Opening yet another chapter in the life of the Machtrainer prototype? Sadly not; now on display at the Aviodrome Museum at Lelystad, the aircraft had its wings mounted and was taken outside in 2009 for a spoof April Fool’s Day photographic shoot using the Lelystad-based Fouga Magister’s starting equipment. It is now back in its usual display location inside the museum.
The Fokker S.14 prototype, K-1, in its initial bare-metal scheme in 1951, while still fitted with its original Rolls-Royce Derwent 8 engine. On the aircraft’s second flight the undercarriage jammed halfway down, test pilot Gerben Sonderman having to perform negative-g manoeuvres to force it up before making a skilful belly-landing.
Despite its short, stubby wings, gaping air intake and large, broad canopy, the Machtrainer was nevertheless an attractive aircraft, especially when on the ground, its wide-track undercarriage giving the trainer a purposeful stance. The prototype S.14, K-1, is seen here in November 1951, still fitted with its original Derwent engine.
Dubbed the 'Flying Plank', the S.14 was nevertheless of pleasing appearance.
Conceived as a jet trainer from the outset - the first such aircraft not to be merely a development of a pre-existing fighter design - the S.14 was designed to be able to be spun, incorporating a fin placed well ahead of the tailplane. The prototype, still powered by a Derwent, is seen here during one of its many pre-Nene trial flights.
Only one production batch of 20 Machtrainers was built, all powered by the Derwent engine, the logic being that KLu pilots would be converting to Derwent-powered Meteors, making a Nene-powered S.14 variant superfluous to requirements.
The prototype, registered PH-XIV, on display in the distinctive Aviodome museum at Schiphol in September 1971. Having provided sterling service as a trials aircraft, the S.14 prototype was retired by Fokker in 1956, only to be made airworthy again and used as a test article by the Dutch scientific organisation NLL/NLR during 1960-66.
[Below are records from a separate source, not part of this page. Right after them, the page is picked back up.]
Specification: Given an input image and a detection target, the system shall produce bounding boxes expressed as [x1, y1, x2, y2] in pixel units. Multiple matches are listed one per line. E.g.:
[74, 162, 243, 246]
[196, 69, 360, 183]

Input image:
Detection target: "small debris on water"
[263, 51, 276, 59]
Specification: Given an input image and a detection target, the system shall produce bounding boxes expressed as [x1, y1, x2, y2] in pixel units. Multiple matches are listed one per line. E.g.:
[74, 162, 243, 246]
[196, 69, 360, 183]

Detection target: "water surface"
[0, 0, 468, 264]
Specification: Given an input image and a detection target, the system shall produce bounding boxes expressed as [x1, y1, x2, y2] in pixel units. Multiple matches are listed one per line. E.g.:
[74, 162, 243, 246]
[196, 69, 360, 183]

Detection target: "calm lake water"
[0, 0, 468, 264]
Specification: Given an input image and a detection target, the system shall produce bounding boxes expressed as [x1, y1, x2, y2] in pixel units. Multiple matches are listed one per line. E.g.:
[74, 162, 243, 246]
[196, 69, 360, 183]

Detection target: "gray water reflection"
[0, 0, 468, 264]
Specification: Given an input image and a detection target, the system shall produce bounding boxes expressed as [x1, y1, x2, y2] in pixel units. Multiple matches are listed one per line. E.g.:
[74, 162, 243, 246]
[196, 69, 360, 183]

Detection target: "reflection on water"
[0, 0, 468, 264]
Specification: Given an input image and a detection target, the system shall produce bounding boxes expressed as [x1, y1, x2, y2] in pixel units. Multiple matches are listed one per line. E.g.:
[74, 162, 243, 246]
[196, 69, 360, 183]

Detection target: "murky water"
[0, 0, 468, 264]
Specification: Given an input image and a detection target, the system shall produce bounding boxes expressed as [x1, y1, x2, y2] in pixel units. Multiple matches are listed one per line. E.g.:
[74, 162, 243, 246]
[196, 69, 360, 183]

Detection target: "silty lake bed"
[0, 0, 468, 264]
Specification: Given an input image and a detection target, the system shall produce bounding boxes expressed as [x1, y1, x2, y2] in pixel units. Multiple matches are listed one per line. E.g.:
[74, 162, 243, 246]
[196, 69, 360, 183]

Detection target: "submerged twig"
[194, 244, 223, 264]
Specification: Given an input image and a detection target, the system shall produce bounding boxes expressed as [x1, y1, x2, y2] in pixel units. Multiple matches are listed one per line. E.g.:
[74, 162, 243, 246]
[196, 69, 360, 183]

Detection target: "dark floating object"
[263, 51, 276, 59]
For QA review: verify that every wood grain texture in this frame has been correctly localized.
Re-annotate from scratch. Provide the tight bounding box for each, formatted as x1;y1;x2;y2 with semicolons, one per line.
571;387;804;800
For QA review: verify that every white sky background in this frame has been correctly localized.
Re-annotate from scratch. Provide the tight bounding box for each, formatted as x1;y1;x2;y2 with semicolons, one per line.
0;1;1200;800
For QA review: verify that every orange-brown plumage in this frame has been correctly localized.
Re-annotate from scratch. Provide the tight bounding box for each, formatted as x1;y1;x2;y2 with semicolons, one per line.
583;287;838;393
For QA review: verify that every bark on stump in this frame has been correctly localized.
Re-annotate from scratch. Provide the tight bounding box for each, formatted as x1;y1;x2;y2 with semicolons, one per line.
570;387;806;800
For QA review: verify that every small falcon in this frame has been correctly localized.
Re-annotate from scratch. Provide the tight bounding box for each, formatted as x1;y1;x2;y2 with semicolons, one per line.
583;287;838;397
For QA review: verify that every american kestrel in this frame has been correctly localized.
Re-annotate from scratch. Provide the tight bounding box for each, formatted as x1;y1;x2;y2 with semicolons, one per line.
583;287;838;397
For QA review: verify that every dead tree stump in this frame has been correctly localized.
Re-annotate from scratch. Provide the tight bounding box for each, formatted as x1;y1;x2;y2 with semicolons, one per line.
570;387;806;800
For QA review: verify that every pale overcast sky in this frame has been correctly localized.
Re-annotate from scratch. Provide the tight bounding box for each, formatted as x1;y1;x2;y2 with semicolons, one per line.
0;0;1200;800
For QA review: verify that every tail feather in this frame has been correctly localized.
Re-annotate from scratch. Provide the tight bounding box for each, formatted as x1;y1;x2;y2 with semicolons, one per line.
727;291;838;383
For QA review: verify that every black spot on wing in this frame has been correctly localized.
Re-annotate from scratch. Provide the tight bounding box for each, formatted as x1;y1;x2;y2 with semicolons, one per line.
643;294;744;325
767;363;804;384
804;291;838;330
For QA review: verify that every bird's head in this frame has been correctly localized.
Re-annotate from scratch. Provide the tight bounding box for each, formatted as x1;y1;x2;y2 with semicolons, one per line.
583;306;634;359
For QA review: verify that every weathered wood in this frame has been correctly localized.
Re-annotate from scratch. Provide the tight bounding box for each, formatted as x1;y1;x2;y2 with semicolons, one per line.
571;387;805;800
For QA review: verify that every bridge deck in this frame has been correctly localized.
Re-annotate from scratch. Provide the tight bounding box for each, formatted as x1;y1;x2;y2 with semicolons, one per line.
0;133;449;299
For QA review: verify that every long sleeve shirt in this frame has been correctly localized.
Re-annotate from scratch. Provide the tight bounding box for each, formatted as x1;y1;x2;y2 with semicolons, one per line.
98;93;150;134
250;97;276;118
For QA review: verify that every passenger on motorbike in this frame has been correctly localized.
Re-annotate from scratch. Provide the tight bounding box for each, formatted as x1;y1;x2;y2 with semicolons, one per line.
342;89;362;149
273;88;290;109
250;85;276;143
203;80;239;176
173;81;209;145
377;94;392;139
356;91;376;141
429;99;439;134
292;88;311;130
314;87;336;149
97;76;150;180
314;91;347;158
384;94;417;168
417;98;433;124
The prototype, K-1, after the fitting of the Nene engine in late 1953, and sporting the Fokker-designed 20mm cannon belly-mounted gunpack. Originally ordered for all 20 KLu Machtrainers, the gunpack was ultimately cancelled, the sole example being fitted and flown only on K-1.
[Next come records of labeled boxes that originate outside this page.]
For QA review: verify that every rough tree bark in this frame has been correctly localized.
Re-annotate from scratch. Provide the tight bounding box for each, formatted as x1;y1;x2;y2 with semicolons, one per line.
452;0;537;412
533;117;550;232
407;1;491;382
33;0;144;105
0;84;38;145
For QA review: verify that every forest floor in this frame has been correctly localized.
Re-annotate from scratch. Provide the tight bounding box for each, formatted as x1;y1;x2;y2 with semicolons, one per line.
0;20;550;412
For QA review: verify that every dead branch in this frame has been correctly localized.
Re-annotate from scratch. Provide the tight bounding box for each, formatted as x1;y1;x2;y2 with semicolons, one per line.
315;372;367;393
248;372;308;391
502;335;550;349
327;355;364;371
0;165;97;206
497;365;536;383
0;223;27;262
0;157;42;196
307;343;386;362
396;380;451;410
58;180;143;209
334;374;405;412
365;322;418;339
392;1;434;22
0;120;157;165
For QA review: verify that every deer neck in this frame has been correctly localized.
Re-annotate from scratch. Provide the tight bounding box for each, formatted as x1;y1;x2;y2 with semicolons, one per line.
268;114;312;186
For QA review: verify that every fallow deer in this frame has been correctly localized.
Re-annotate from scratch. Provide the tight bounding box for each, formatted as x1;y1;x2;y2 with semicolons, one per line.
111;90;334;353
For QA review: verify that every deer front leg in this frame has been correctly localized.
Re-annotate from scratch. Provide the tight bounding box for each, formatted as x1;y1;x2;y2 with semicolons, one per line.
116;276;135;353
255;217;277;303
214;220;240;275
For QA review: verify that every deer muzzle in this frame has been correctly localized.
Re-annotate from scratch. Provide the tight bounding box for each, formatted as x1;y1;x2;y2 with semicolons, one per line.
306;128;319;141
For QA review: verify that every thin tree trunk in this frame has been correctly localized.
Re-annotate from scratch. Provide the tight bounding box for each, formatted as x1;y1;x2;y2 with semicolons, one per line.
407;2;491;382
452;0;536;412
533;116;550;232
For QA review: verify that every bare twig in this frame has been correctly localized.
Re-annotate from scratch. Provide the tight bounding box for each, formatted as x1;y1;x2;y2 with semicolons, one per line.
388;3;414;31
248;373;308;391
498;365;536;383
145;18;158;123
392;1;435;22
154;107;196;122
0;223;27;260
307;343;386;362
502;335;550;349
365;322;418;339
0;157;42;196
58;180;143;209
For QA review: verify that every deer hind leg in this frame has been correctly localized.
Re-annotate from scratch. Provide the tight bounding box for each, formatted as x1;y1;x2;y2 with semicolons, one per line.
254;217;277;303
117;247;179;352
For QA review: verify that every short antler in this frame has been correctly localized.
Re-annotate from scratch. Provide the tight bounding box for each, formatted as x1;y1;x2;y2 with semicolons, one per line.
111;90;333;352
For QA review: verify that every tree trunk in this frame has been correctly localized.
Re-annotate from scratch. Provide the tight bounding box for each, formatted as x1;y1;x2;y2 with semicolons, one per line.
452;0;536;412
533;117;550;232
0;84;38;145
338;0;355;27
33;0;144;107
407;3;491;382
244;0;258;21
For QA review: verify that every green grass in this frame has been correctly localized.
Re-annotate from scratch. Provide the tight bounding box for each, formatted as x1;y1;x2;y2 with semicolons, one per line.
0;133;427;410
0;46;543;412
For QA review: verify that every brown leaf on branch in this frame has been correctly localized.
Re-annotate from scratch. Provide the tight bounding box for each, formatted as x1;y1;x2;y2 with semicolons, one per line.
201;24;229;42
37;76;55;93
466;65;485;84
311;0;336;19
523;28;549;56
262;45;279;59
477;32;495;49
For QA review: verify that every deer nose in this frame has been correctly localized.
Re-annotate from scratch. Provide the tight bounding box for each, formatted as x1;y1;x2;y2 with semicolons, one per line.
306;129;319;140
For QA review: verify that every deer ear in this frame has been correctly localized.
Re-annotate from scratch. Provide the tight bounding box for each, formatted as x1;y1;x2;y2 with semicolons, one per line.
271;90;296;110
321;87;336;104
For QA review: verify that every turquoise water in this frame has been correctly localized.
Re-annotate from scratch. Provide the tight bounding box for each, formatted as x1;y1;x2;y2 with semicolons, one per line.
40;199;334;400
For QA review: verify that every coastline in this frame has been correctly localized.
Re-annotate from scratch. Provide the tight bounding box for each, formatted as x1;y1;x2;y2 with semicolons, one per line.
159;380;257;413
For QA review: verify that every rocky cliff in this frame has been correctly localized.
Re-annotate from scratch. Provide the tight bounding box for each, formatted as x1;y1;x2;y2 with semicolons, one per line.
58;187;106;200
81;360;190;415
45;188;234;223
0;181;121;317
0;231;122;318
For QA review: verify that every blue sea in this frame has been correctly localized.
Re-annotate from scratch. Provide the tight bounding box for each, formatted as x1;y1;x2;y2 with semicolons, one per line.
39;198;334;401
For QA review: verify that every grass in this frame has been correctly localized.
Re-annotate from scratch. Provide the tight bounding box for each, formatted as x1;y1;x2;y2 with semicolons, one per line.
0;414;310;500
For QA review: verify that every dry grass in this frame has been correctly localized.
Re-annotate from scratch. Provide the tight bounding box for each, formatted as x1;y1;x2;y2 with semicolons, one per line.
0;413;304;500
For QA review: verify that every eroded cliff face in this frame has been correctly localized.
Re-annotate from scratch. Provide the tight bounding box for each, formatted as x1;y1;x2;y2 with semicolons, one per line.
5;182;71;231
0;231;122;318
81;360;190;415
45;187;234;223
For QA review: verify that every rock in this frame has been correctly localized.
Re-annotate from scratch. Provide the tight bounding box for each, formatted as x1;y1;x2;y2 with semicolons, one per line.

Prince Bernhard of The Netherlands climbs aboard the Machtrainer prototype in November 1953, after it had been fitted with a Rolls-Royce Nene engine. About to join the prince is Fokker test pilot Gerben Sonderman, who made the type’s first flight in 1951.
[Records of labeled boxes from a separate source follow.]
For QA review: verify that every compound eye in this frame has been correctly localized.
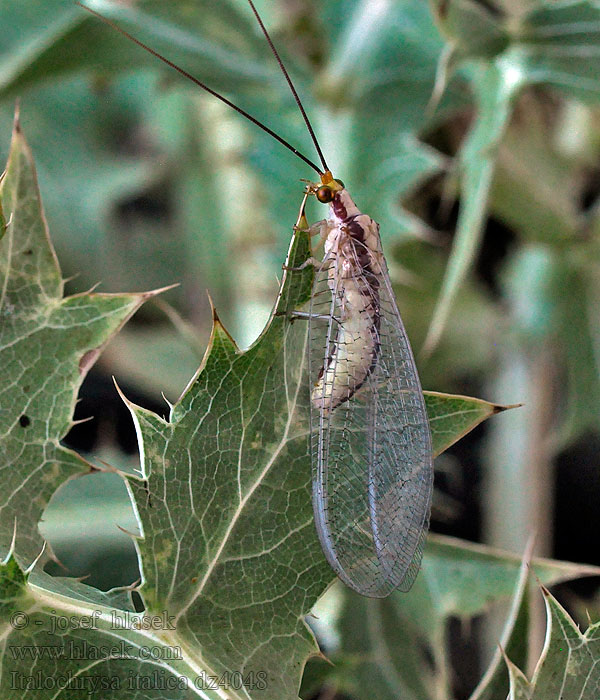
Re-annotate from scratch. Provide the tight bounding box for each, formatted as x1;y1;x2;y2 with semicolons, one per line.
316;185;333;204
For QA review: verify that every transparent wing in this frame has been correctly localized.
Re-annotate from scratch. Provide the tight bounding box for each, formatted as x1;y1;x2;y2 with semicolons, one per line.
309;245;433;597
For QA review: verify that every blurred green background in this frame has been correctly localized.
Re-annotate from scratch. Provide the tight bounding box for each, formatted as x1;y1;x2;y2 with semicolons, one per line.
0;0;600;696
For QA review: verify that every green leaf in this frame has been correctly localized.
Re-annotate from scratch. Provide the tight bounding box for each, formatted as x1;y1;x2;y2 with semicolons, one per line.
515;0;600;104
0;560;213;700
423;59;521;354
469;552;531;700
112;238;510;698
431;0;508;58
424;0;600;354
509;588;600;700
0;119;148;565
423;391;521;456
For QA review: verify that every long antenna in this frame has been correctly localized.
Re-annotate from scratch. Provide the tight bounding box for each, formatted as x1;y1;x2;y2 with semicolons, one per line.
75;0;328;175
248;0;329;172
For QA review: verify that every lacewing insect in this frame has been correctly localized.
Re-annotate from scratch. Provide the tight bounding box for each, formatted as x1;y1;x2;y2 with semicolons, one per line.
78;0;433;598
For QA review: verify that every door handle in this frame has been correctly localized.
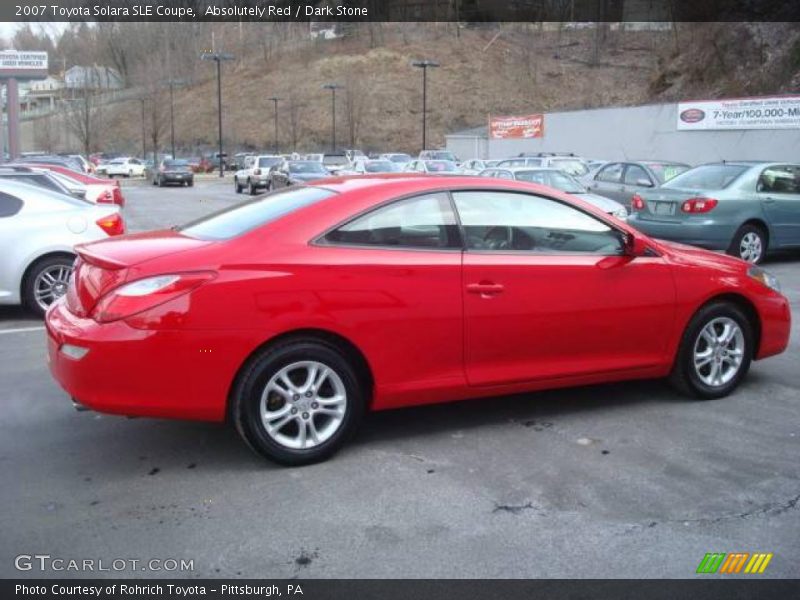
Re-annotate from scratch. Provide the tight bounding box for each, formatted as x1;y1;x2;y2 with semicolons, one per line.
467;281;506;298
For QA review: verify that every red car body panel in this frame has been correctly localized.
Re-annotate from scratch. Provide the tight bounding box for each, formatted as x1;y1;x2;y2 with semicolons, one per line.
46;175;790;420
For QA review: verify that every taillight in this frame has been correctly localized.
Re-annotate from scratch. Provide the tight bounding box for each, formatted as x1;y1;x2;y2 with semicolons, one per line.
681;198;718;213
112;187;125;206
95;213;125;235
92;271;216;323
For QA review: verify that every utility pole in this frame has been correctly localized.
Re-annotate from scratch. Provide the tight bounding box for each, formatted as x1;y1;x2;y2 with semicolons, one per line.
200;51;234;177
411;59;439;150
322;83;343;152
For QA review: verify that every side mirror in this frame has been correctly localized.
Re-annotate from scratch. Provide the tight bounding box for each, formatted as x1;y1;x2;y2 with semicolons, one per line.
623;233;647;258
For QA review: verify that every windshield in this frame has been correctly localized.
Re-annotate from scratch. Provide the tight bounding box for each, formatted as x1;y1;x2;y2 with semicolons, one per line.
289;160;328;175
425;160;458;173
662;165;749;190
258;156;283;167
364;160;399;173
550;158;589;176
515;171;586;194
646;163;689;183
178;187;335;240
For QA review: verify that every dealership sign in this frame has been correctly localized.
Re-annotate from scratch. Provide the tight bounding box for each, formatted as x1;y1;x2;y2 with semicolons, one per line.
677;96;800;130
489;115;544;140
0;50;47;79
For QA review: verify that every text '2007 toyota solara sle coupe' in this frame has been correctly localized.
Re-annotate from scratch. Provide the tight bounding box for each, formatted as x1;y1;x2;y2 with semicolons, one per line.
46;174;790;465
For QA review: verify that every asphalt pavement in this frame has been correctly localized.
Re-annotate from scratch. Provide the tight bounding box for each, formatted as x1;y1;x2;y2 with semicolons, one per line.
0;180;800;578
Ill-fated Machtrainer L-7 is refuelled at Twenthe. The horse emblem on the fin - Het Twentse Ros - was a standard marking for aircraft based at Twenthe. Sadly, L-7 went on to become the only Machtrainer to be involved in a fatal accident, when its two occupants were killed during a low-level training sortie over Zeeland in May 1964.
The revised rear fuselage of the Nene-powered Machtrainer incorporating the new engine’s larger jet­pipe. Note also the extended three-section lattice-type airbrakes which replaced the originals, which were of slab type, to cure buffeting problems The revised slotted airbrakes were fitted to production examples.
Dutch air force pilot Joop Willemsen accrued almost 1,000 flying hours in the S.14 as an instructor at Ypenburg, where non-operational pilots gained jet experience and Dutch Navy Hawker Sea Hawk pilots took their instrument ratings.
The hardworking prototype fitted with an experimental metal canopy for pressure-measurement trials. The long nose-mounted probe was fitted when the Derwent was replaced with the Nene engine in 1953.
The Machtrainer "office" Derwent-powered production variant
Fokker’s accident investigation committee surveys the wreckage of L-4 in the USA in 1955.
ORIGINALLY CREATED BY Serbian aviation illustrator and artist Srecko Bradic for the definitive book on the Fokker S.14 by Nico Braas and Willem Vredeling, the pencil sketches were not included in the book and are published here for the first time. Also included are sketches of two proposed S.14 developments which were ultimately never built. Had the S.14 been ordered for the USAF and US Navy (and licence-built by Fairchild), it would have been fitted with American avionics and instruments, an American jet engine and a single­piece canopy. The ventral airbrake would have been removed and the US Navy version would have been fitted with an arrester hook and folding wings. It was, however, not to be.
A trio of Fokker S.11s leads three ranks of factory-fresh Gloster Meteor F.8s, licence-built by Fokker, for the Dutch and Belgian air forces at the Fokker factory at Schiphol in the early 1950s.
A contemporary advertisement for Fokker’s unbuilt twin-Rolls-Royce Nene-powered F.26 Phantom; an ambitious project for a company virtually starting from scratch after the war.